The painted frieze at the Bodleian Library, in Oxford, United Kingdom, is a series of 202 portrait heads in what is now the Upper Reading Room. It was made in 1619, and the choice of worthies to include was advanced for its time, featuring Copernicus and Paracelsus as well as Protestant reformers. The portraits have been attributed to the London guild painter Thomas Knight; they were taken from at least ten different sources, according to current views.

The frieze was painted directly onto stonework (rather than by fresco technique), and its condition deteriorated despite restoration in the 18th century. It was plastered over in 1830, and rediscovered in 1949.

Background
What is now the Upper Reading Room, on the top storey of the Library, was referred to by contemporaries as the "gallery". It has been suggested therefore that the initial conception was similar to a long gallery. Nowell Myres pointed out in one of his articles on the frieze that such instructive decoration by portraits in a library or museum was well known from the Giovio Series. Precedents from England of the 16th century were portrait series of bishops of Chichester, and founders of Peterhouse, Cambridge. Earlier precedents included portrait series of various groups such as, above all, saints, the Ancestors of Christ in a Tree of Jesse or other arrangement, or the Kings of France sculpted on the facade of Notre Dame.  The Nine Worthies usually appeared in secular contexts.  The Nine Worthies of London, proposed in 1592, cannot be said to have caught on.  Later British examples include the Frieze of Parnassus (1864–72) at the base of the Albert Memorial in London, and the painted processional frieze of famous Scots in the entrance hall of the Scottish National Portrait Gallery (1898).

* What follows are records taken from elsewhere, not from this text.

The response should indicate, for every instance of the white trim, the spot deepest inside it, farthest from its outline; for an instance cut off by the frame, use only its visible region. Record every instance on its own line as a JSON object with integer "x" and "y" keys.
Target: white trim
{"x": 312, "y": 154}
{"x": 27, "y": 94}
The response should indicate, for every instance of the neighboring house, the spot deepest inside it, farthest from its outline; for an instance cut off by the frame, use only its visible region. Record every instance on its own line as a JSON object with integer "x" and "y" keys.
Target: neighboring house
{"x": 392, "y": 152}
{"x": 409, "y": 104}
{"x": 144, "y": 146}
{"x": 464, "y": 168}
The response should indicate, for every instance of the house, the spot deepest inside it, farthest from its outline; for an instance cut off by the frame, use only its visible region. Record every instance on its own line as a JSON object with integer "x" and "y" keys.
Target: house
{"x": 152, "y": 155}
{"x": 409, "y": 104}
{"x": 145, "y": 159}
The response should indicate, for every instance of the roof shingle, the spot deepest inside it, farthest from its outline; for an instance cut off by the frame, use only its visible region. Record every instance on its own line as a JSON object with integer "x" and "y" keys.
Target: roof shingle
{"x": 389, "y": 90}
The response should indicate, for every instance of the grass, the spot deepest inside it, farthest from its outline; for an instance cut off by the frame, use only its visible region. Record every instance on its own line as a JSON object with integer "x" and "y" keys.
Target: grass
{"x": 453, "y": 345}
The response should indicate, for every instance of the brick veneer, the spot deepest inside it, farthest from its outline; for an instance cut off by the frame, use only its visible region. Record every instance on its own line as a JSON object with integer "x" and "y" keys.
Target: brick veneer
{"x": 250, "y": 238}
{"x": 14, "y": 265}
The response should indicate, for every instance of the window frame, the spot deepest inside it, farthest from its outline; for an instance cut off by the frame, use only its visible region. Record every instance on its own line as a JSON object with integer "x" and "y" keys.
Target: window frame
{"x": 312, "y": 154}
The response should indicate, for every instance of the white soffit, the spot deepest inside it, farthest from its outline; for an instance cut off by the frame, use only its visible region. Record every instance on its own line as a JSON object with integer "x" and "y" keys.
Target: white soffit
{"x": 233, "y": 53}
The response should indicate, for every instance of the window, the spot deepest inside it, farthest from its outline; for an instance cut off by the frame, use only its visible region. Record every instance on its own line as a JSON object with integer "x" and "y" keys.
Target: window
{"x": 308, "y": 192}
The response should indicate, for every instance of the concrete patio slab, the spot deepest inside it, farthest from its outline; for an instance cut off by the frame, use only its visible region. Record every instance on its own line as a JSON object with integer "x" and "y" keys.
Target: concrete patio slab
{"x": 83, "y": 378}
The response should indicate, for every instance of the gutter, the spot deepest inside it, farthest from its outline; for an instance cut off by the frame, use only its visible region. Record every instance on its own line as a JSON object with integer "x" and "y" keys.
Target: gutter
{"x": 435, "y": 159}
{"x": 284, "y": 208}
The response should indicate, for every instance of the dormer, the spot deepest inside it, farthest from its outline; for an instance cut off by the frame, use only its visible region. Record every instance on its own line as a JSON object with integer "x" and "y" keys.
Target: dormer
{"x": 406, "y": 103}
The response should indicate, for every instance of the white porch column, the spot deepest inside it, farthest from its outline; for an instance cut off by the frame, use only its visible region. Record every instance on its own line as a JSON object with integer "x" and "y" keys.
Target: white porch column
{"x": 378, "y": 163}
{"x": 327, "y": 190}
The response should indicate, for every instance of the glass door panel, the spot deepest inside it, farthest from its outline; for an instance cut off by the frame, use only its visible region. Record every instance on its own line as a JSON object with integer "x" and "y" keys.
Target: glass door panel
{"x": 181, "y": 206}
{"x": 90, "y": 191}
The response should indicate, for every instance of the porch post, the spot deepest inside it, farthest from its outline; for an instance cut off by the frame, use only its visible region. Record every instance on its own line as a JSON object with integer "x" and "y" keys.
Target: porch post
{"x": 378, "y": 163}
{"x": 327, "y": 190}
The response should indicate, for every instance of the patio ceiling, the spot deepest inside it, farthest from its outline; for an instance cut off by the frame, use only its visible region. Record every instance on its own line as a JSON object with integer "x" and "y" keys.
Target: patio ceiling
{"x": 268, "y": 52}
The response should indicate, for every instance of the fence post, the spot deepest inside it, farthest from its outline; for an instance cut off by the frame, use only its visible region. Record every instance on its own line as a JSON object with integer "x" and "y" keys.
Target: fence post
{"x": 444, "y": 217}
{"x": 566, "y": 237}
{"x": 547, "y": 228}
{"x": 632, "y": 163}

Portrait collections in books (the book of icones) became one of the recognised genres of collecting and collation for Renaissance humanists, along with the emblem book and album amicorum. The literary tradition of de viris illustribus found in this way its visual expression, typically known by the Italian term uomini illustri. The Bodleian heads, as in other places, served to join knowledge of the Christian and classical traditions.

Content and layout

The frieze was painted in 1619. Its content came from Thomas Bodley (who had died in 1613) and the direction of his book collecting; but also represented the views of Thomas James, the first librarian. Theologically it portrays the Church of England as a continuation of the Catholic dissidents John Wyclif, Jan Hus, Savonarola, and Erasmus. The Protestant Reformation is strongly represented, and John Rainolds, the learned Oxford conforming Puritan, is included.

The portrait heads are located high on the walls of the U-shaped floor, running above the windows, with paintings several feet apart spaced out by images mainly of books. There is a division by the topics on which the authors wrote, corresponding to the university disciplines of the time. The theological display is on the southern flank; the northern side's authors refer to the Faculty of Arts.

List of the heads
Thomas Hearne took detailed notes of the frieze in 1725. His list and copies of inscriptions were basic to the modern restoration; one head remains unidentified. Hearne listed 200 heads (the single woman being Sappho) where in fact there are 202. As found in Hearne the heads are:

Sources for the heads
The collection was eclectic in terms of its models, but four major sources in books for the iconography of the heads have been identified. Other books were involved, according to current scholarship, and accessible English portraits in some cases.

The Pourtraits et vies des hommes illustres (Paris 1584) of André Thévet was used for many of the Church Fathers and medieval theologians, and some of the classical authors. The Icones virorum illustrium series of volumes of 50 (Frankfurt, from 1598) of Jean-Jacques Boissard and Theodore de Bry supplied many models for the heads of humanists. The strongly Protestant collection of Jacobus Verheiden (The Hague 1602) was a source for many of the reformers, where the engraver was Hendrik Hondius I. Other classical authors and humanists were taken from the Opus chronographicum of Pieter van Opmeer (Antwerp 1611): its posthumous edition contained woodcut illustrations in the style of portrait medals.

The restorers of the 1950s used some other sources from the period, including Theodore Beza's Icones (Geneva 1580), and Enrico Bacco's Effigie di tutti i re che han dominato il reame di Naoli (Naples 1602) for the head of Alphonso of Aragon. The original source for the head of St. Ephrem is not known; as for other heads of Church Fathers, the restorers used the 1624 work of Raphael Custos, Patrologia, id est Descriptio S. Patrum Graecorum & Latinorum, qui in Augustana Bibliotheca visuntur.